Hyperbola Hidden within a Hyperboloid

A quadric surface is a surface with the equation \(Ax^2+By^2+Cz^2+Dxy+Exz+Fyz+Gx+Hy+Iz+J=0\). Depending on which coefficients are negative, positive, and zero, you can get ellipses, paraboloids, cylinders, cones, and hyperboloids out of this equation. What is interesting about quadric surfaces is that if you take a cross section of the surface, you can get a conic section (ellipse, parabola, or hyperbola) depending on how it's cut. The equation of the cross section is \(Ax^2+By^2+Cxy+Dx+Ey+F=0\). The way you find the equation of the cross section is a bit complicated. First, the equation of the quadric surface has to be simplified. If there is any \(G, H\), or \(I\), you must complete the square with the corresponding \(A, B,\) or \(C\). For any \(D, E\), or \(F\), you must replace \(x,y\),and \(z\) with the parameterized versions and use a \(\theta\) or \(\phi\) that will cancel out the \(xy, xz,\) and \(yz\). After that, put the equation of the plane in the form \(Ax + By + Cz = D\) and solve for one of the variables. Then, replace the variable in the simplified quadric surface equation and now you have the equation of a conic section. If there is any \(C, D\), or \(E\) in the conic section equation, do the same thing as before to get rid of them. After that, you have a recognizable formula for the cross section of the quadric surface.
 

The quadric surface I chose was a hyperboloid of one sheet with the equation \(\frac{x^2}{2^2} + \frac{y^2}{1^2}-\frac{z^2}{.5^2}=1\). This hyperboloid is twice as long in the \(x\) direction and half as tall in the \(z\) direction compared to a standard hyperboloid of one sheet. The intersecting plane is \(x+y+z=0\) which is a plane perpendicular to the vector [1,1,1]. The way my plane intersects the hyperboloid creates a hyperbola. Solving for \(z\) in the plane equation gets me \(z=-x-y\). Plugging that into the hyperboloid equation gets me \(\frac{x^2}{2^2} + \frac{y^2}{1^2}-\frac{(-x-y)^2}{.5^2}=1\). Simplifying gets \(\frac{-15x^2}{4} - 3y^2-8xy=1\). There is no \(D\) or \(E\) in this equation, so we just have to replace \(x\) and \(y\) with their parameterizations which are \(x=x\cos\theta-y\sin\theta\) and \(y=x\sin\theta+y\cos\theta\). The \(\theta\) needed for this simplification is \(\frac{1}{2}*\cot{\frac{-8}{-3.75+3}}\). I have no clue how to represent that in a better way, so from now on, we're gonna use decimal values rounded to four places. After plugging \(\theta\) in and simplifying, the equation we end up with is \(-7.3925x^2+.6425y^2=1\). This is the equation of a thin hyperbola with the vertices close to each other and on the y axis.

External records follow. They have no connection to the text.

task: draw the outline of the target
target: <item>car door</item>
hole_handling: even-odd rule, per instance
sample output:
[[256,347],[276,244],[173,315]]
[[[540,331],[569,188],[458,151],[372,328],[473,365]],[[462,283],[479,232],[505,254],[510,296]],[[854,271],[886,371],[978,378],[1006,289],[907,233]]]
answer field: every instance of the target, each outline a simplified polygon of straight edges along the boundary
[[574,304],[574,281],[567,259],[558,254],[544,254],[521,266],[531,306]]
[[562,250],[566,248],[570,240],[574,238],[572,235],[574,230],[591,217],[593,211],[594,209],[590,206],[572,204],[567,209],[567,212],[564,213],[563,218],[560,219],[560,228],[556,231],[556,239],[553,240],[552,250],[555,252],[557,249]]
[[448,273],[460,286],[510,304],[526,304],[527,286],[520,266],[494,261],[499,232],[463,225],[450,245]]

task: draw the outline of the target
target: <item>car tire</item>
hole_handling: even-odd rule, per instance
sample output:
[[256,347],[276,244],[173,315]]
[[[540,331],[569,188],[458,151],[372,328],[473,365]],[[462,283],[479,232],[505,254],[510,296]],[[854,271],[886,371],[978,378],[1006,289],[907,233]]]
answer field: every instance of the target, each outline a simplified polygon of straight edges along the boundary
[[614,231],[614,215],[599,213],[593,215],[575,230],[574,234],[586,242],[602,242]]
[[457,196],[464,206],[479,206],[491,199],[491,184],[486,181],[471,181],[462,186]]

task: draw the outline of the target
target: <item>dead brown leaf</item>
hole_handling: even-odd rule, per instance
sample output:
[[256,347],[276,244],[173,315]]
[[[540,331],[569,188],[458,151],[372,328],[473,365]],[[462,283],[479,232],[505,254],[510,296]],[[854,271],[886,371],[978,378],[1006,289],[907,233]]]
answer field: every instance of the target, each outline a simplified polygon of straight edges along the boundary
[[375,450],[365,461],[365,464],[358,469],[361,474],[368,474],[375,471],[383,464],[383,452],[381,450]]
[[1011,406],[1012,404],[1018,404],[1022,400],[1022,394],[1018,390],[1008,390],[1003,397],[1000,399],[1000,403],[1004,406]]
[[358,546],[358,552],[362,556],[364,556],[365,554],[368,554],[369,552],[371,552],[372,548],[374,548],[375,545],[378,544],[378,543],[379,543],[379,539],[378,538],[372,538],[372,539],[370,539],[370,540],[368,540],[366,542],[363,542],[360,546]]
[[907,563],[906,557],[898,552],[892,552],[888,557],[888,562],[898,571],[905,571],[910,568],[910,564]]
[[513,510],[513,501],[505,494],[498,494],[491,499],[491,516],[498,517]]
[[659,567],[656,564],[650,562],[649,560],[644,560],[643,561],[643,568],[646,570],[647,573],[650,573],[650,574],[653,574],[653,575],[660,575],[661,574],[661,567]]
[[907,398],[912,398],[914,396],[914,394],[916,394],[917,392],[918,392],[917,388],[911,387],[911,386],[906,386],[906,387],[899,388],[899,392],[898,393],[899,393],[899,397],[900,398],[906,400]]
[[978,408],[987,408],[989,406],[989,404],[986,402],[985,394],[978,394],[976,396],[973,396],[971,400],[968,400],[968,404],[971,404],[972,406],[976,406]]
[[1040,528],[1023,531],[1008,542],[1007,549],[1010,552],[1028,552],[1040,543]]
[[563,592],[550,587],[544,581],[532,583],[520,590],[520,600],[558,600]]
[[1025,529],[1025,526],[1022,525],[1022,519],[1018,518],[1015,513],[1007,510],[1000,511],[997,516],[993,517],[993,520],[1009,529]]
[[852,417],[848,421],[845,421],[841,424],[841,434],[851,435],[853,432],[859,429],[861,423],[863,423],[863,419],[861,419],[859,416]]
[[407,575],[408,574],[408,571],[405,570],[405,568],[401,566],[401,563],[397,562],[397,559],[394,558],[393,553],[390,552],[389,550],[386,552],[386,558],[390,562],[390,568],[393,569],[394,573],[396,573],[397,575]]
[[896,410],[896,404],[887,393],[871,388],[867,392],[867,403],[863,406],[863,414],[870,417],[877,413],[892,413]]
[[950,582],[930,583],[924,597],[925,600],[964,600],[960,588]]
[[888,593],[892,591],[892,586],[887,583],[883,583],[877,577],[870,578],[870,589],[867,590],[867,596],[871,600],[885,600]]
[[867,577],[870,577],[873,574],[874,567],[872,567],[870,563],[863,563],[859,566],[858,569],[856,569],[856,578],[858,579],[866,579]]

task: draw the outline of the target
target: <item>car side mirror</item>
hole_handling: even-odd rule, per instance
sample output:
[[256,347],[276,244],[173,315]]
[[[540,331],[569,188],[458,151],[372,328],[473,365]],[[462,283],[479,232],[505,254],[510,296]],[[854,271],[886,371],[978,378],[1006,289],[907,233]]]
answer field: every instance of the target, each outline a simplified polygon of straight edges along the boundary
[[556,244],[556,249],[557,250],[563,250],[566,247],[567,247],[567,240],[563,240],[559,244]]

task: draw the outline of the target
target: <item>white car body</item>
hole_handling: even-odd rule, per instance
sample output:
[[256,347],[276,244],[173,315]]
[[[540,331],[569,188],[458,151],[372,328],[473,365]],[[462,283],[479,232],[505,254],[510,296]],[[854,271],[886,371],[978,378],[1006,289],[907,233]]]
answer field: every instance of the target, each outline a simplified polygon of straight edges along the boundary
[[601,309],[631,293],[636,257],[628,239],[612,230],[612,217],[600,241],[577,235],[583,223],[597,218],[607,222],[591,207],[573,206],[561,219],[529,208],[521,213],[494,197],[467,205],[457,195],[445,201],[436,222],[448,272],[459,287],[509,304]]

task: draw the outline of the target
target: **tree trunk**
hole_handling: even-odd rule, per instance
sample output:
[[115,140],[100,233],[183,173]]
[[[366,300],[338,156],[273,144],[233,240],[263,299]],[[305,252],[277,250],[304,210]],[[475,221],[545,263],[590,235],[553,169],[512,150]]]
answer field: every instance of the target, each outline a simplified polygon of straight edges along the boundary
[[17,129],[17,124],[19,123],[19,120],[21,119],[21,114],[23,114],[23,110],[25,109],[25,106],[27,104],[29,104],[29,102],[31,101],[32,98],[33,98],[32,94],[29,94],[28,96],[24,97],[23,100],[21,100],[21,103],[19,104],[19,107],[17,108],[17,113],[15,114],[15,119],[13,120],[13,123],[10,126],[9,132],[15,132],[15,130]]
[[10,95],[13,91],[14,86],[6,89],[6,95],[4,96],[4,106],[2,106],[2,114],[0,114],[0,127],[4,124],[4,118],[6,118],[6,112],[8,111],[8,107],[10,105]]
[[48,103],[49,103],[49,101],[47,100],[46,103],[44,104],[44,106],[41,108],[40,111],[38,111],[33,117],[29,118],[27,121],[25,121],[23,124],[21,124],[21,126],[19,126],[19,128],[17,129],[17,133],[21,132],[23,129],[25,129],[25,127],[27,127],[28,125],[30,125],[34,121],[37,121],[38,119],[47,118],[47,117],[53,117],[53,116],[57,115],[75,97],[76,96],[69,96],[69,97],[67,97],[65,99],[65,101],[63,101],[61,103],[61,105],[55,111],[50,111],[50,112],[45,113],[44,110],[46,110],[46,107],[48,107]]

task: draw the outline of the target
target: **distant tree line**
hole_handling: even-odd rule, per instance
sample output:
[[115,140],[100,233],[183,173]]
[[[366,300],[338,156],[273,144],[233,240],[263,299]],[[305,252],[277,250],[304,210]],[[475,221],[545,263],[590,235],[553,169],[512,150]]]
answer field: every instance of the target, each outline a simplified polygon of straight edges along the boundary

  The reason I chose this quadric surface and intersection is because I think that hyperbolas are the least utilized conic section. Sure, circles, ellipses, and parabolas have more real world practicality, but hyperbolas can be used to locate a point given its distance to three other points. A circle can't do that. As for the quadric surface, a hyperboloid is just a hyperbola rotated about its axis. So now, I get to demonstrate how to find the cross section of a quadric surface using not only a hyperbola, but also what is basically a hyperbola in 3D. I chose the coefficients for the hyperboloid and the intersecting plane to make finding the conic section a little more challenging. A standard hyperboloid and a level plane would be able to demonstrate how conic sections are found, but adding coefficients brings in a few more obstacles to tackle.